Identifying a feeding problem is not easy. There is neither an accepted definition nor classification system.  What is accepted is the need for early recognition and treatment to prevent simple feeding problems from becoming pervasive or resistant to treatment.


Separating a feeding problem from a “picky eater” starts with talking with your pediatrician about your concerns.  It’s understandable that a parent may push their child to eat foods when they refuse.  If, on the other hand, your child prefers to drink rather than eat, won’t transition from purees to semi solids, coughs or gags, has difficulty moving food around the mouth, chewing, and/or swallowing, all of these symptoms may be related to an underlying medical condition and prompt an evaluation.


A feeding assessment should address the whole child as feeding difficulties usually involve more than one issue.  Children with chronic reflux, for example, quickly learn to refuse to eat because it hurts when they burp acid back up into their throat.  Children with sensory processing issues, such as apraxia or problems with muscle tone, frequently have feeding problems. In most instances, a thorough evaluation will separate the “picky eater” from a child that has behavioral, physiological, and/or structural issues impacting the child’s ability or willingness to eat appropriately.


Before the evaluation begins, the therapist will review your child’s health and developmental, feeding and growth history.  During the evaluation, an oral motor and swallowing assessment will be performed to look for physical problems.  Sometimes a swallow study will be required to look for structural and/ or physiological abnormalities.  Watching the child eat or be fed is important.  Taking an inventory of the foods that the child eats and/or refuses and amount consumed per feeding is taken into account.

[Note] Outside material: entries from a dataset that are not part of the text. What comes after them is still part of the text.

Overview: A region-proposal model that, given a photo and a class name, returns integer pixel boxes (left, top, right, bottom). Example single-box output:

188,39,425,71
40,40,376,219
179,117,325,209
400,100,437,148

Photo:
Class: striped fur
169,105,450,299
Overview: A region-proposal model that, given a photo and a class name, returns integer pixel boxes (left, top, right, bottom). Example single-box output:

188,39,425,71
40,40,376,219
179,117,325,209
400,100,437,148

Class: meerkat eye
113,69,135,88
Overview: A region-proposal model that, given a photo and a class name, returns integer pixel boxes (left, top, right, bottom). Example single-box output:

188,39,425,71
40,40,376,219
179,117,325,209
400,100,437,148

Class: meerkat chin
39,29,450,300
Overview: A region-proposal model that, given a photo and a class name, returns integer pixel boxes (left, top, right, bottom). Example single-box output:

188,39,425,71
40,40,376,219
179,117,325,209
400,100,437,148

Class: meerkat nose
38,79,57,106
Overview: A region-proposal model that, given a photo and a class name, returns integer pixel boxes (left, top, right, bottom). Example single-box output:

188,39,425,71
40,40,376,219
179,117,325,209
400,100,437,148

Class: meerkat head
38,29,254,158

If therapy is required, intervention will take time…lots of time.  Eating is a developmental process.  If your child has issues, it usually means that they are “stuck” in the middle of learning a new skill.  The therapist will have to identify the problem (eg.  lateralizing food from the center of the tongue to the teeth) and then step by step teach your child the necessary skill(s) to contain, manipulate, and swallow foods to reach the goal of independent, health eating.  It takes time as the therapist will have to do a lot of detective work to determine the factors inhibiting your child’s development.  In most cases, each element has to be resolved one at a time.  Family dynamics are a big part of feeding therapy as it’s an emotional issue.  When feeding is challenging, it is stressful and impacts the whole family each and every day.


If you are concerned about a feeding issue, you’re not alone.  One in four children have feeding problems.  As a parent, you are the most important part of the treatment process as you spend the most time with your child.  Don’t hesitate to get help.